Stablecoins increase their market share
According to a report by digital assets data provider Kaiko dated 13 July, nearly 75% of all transactions on centralized crypto exchanges (CEX) involved a stablecoin.
Although significantly down from the all-time highs seen in March earlier this year, the market share of stablecoins has increased by a sizable 10% since 2020.
While the dominance of fiat currencies on CEXs was clearly waning, the primary driver behind the surge in stablecoin volumes was Binance’s [BNB] zero-fee trading program introduced in July last year. As many as 13 spot trading pairs of Bitcoin [BTC] were exempted from exchange fees.
As per an earlier report by Kaiko, zero-fee trade volume accounted for nearly 66% of total volume.
However, as evident in the graph above, as soon as this promotion ended in March 2023, there was a sharp decline in the overall trading volume, and consequently stablecoins’ market share.
Nonetheless, the crypto market’s rebound in 2023 has put the spotlight back on these stable assets. The cumulative trade volume involving the big five – Tether [USDT], USD Coin [USDC], DAI, Binance USD [BUSD] and TrueUSD [TUSD], in 2023 – was greater than $3 trillion, as per the report.
Asymmetrical growth a cause for worry?
The largest stablecoin by market cap, USDT, enjoyed a massive 70% market share. While this mirrored USDT’s supremacy, the lopsided distribution highlighted concerns about the weaknesses in the broader stablecoin ecosystem.
Incidents of depeggings and regulatory clampdowns have stunted the growth of other stablecoins in the market.
Earlier in February, Binance USD [BUSD] depegged from its dollar value. This happened following orders by a New York-based regulator, which instructed the issuing company Paxos to halt the minting of new tokens. Since then, about 75% of BUSD’s market share has been wiped out as of this writing.
The event caused mayhem in the market, severely impacting investors’ portfolios. USDC’s market cap has shrunk by 37% since this fiasco.
Moreover, the depeg resulted in a domino effect on the algorithmic stablecoin DAI as USDC formed the majority of its collateral reserves. DAI lost nearly $2 billion of its market value.
The shining spots
Tether, on the other hand, grew from strength to strength and, despite minor hitches, maintained its shine in the stablecoin ecosystem. Its market valuation surged by 25% on a year-to-date (YTD) basis, as investors reposed their confidence amidst negative signals from rivals.
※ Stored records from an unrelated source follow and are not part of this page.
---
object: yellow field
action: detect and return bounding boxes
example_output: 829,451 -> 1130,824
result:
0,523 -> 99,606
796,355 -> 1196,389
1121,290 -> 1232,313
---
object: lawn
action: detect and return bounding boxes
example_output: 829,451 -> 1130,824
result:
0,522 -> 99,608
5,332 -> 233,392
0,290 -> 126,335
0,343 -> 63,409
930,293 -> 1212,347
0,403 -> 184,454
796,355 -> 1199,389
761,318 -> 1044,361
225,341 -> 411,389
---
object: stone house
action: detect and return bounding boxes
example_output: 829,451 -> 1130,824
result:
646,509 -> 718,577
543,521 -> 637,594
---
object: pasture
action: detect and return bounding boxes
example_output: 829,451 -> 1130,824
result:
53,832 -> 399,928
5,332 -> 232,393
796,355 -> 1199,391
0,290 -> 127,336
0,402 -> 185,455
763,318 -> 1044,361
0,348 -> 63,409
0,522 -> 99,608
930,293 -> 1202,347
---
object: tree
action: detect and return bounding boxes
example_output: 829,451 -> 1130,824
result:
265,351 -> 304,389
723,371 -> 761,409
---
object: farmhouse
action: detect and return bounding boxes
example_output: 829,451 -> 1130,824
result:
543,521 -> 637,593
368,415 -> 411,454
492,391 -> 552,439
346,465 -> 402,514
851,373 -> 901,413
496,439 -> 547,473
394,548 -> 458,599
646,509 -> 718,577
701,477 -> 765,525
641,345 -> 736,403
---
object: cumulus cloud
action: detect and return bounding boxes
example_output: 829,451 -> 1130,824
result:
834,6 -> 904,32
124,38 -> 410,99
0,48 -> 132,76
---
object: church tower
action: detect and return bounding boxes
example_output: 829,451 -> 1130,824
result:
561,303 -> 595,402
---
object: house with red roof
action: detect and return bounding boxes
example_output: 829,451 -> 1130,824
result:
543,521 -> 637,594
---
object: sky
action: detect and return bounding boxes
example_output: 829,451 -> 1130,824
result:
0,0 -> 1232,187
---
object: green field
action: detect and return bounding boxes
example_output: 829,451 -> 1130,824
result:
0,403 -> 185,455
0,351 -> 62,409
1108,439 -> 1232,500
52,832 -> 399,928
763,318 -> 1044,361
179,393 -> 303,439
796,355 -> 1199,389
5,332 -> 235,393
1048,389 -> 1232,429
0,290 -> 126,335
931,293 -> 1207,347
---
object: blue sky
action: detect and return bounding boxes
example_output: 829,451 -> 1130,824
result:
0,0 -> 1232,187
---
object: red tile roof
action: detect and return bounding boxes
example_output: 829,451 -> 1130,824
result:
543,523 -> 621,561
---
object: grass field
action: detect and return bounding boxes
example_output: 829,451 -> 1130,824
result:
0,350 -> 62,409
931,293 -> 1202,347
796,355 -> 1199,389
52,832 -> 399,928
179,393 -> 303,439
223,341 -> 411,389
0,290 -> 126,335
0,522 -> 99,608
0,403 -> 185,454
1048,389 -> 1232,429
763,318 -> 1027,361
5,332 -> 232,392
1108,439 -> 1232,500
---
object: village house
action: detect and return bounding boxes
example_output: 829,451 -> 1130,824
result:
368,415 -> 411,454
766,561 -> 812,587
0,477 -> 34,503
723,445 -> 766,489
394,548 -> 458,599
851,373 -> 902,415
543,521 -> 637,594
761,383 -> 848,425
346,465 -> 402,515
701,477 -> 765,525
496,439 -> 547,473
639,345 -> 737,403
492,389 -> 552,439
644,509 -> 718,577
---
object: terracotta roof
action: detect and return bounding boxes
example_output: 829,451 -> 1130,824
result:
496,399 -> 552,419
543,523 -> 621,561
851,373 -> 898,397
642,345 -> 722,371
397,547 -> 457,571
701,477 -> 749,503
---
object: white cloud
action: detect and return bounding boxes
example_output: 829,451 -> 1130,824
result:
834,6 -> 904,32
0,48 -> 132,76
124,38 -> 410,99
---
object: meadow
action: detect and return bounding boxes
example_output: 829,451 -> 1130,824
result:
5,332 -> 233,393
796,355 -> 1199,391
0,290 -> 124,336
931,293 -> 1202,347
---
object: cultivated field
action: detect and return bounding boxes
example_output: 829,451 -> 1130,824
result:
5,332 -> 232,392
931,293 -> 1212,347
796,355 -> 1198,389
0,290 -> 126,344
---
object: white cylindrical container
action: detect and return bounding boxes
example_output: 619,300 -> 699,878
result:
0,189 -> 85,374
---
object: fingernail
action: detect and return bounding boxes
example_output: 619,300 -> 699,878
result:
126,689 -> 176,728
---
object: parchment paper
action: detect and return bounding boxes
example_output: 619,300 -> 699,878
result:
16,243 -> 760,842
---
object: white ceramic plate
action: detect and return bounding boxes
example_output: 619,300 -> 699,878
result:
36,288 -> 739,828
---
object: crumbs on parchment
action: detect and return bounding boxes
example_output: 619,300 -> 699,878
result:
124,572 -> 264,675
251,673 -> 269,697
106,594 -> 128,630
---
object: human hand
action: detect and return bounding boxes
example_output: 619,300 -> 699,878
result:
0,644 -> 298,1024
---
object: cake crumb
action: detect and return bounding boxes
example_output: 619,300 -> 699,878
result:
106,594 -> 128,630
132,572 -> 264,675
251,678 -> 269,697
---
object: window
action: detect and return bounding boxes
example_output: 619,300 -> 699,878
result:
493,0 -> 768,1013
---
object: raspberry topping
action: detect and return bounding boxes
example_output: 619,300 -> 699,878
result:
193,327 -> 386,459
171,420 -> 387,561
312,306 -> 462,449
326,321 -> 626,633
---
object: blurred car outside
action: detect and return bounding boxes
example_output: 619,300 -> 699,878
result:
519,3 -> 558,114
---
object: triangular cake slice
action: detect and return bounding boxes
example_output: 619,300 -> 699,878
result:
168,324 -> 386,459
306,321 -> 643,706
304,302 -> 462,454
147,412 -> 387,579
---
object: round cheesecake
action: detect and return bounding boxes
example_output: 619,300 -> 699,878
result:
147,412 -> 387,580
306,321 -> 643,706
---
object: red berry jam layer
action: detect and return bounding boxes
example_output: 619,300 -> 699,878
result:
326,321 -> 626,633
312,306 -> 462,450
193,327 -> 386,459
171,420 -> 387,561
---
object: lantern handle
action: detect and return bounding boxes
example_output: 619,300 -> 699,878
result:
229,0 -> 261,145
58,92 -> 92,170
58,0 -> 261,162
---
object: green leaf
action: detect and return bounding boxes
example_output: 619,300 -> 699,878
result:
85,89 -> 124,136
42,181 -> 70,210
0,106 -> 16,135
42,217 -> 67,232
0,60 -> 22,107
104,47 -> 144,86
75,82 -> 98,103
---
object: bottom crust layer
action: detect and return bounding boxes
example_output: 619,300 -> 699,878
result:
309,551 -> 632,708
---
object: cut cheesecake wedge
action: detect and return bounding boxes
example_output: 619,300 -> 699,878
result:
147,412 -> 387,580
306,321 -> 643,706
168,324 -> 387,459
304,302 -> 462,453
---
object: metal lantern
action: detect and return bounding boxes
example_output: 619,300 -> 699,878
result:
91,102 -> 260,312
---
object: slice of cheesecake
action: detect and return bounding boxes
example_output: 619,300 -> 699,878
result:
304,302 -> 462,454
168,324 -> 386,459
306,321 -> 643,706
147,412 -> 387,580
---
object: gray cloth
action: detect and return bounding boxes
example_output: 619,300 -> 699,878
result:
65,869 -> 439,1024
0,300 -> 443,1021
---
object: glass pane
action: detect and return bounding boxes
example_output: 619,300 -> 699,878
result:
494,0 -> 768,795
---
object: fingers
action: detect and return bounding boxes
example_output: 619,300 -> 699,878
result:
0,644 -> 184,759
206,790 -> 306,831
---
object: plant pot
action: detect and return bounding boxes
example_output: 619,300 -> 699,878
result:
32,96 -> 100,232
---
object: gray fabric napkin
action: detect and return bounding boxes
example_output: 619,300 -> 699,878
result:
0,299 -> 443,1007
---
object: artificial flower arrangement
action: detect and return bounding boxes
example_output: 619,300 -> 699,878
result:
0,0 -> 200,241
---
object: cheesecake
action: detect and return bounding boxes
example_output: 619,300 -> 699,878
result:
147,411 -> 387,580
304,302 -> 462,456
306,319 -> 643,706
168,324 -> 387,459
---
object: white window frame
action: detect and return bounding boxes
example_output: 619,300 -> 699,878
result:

Another success story has been that of TUSD. The stablecoin, propped up by Binance after the failure of BUSD, showed exciting results. TUSD’s market cap has more than tripled YTD and its market share has surged from 1% to 19%.
The promotional tactic used by Binance to remove trading fees for its BTC-USD pair was a key factor in aiding this surge. After seeing encouraging results, Binance extended this service to all TUSD spot trading pairs beginning 30 June.
CEX over DEX
Despite titanic events like FTX collapse and USDC depegging, decentralized exchanges (DEX) still accounted for a paltry, 5% of the total stableccoin trading volume, as per the report. While volumes did spike to 45% during the March banking crisis, it proved to be just an aberration.
Higher liquidity, faster transaction times, and user-friendly interfaces lead traders to choose centralized exchanges over decentralized counterparts.
The growing relevance of stablecoins, especially USDT, was reflected in their growing demand as a safe-haven asset in countries going through political and financial strife. However, countries like India have expressed strong reservations around its adoption.
As per a report by The Hindu, the Deputy Governor of India’s central bank said that stablecoins are useful to only a few countries while in other cases they could have adverse impact on local currencies.